Pelaku memasang berbagai jenis iklan arisan yang menggiurkan, baik di status WhatsApp ataupun di grup.
"Kalau investasi Rp 1 juta dalam waktu 10 hari jadi Rp 1,4 juta. Investasi Rp 2 juta dalam waktu 10 hari jadi Rp 2,8 juta. (Investasi) Rp 3 juta jadi Rp 4,2 juta. (Investasi) Rp 4 juta jadi Rp 5,6 juta. (Investasi) Rp 5 juta menjadi Rp 7 juta," tutur Ade.
Modusnya, pada investasi pertama, korban memperoleh keuntungan sesuai yang dijanjikan dalam promosi. Namun, hal itu tidak terjadi di transaksi setelahnya.
"Tentunya korban-korban awal yang ikut investasi awal dapat keuntungan, skema ponzi seperti itu,” ujar Ade.
“Dapat keuntungannya bukan dari bisnis yang dijalankan, tetapi dari uang member berikutnya, itu diputar lagi. Jadi member terakhir tidak akan pernah dapat keuntungan," sambungnya.
Bahkan, beberapa korban rela meminjam sejumlah uang kepada SFM meski bunga pinjaman mencapai 70 persen.
“Jadi data sementara ada juga yang minjam dana, padahal bunganya sangat tinggi hampir 70 persen ya, tapi ini masih terus didalami,” terang Ade.
Meski belum dapat dipastikan total kerugian dari seluruh korban, SFM diperkirakan meraup keuntungan Rp 10-20 juta dari tiap orang.
“Rata-rata kerugian (korban) 10-20 juta per orang,” kata Kasubdit IV Direktorat Reserse Siber Polda Metro Jaya, AKBP Herman WS dalam jumpa pers, Sabtu.
Ia menggunakan keuntungan tersebut untuk kebutuhan sehari-hari, termasuk membeli mobil baru dan membangun bisnis penatu (laundry).
“Untuk sementara, yang bersangkutan selama ini menggunakan untuk kebutuhan sehari-hari dan membeli beberapa barang yaitu berupa mobil baru (Daihatsu Ayla), kemudian membangun toko laundry yang baru saja dia bangun dan alat-alat rumah tangga lainnya,” ujar Herman.
Direktorat Reserse Siber Polda Metro Jaya pun membuka posko pengaduan 24 jam untuk masyarakat yang turut menjadi korban penipuan arisan oleh SFM.
“(Kami) membuka posko pengaduan 24 jam kepada masyarakat yang menjadi korban dengan penipuan modus seperti ini, skema ponzi, baik yang dilakukan oleh tersangka SFM ataupun skema ponzi yang lain,” ujar Ade.
Ade menuturkan, masyarakat yang merasa menjadi korban dapat membuat laporan melalui hotline di nomor 0822-4545-2018.
Atas perbuatannya, SFM dijerat dengan pasal berlapis, yakni dengan Pasal 45 A ayat (1) juncto Pasal 28 ayat (1) Undang-Undang Nomor 11 Tahun 2008 sebagaimana diubah terakhir dengan Undang-Undang Nomor 1 Tahun 2024 tentang Perubahan Kedua Atas Undang-Undang Nomor 11 Tahun 2008 tentang Informasi Dan Transaksi Elektronik, dipidana dengan pidana penjara paling lama 6 Tahun dan/atau denda Rp 1.000.000.000.

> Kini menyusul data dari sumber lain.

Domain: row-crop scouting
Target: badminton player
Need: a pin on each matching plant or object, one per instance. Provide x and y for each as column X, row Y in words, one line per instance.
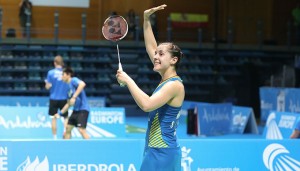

SFM juga dijerat Pasal 378, KUHP, dipidana dengan pidana penjara paling lama 4 tahun dan Pasal 3 Undang-Undang Nomor 8 Tahun 2010 tentang Pencegahan dan Pemberantasan Tindak Pidana Pencucian Uang, dengan pidana penjara paling lama 20 tahun dan denda paling banyak Rp 10.000.000.000.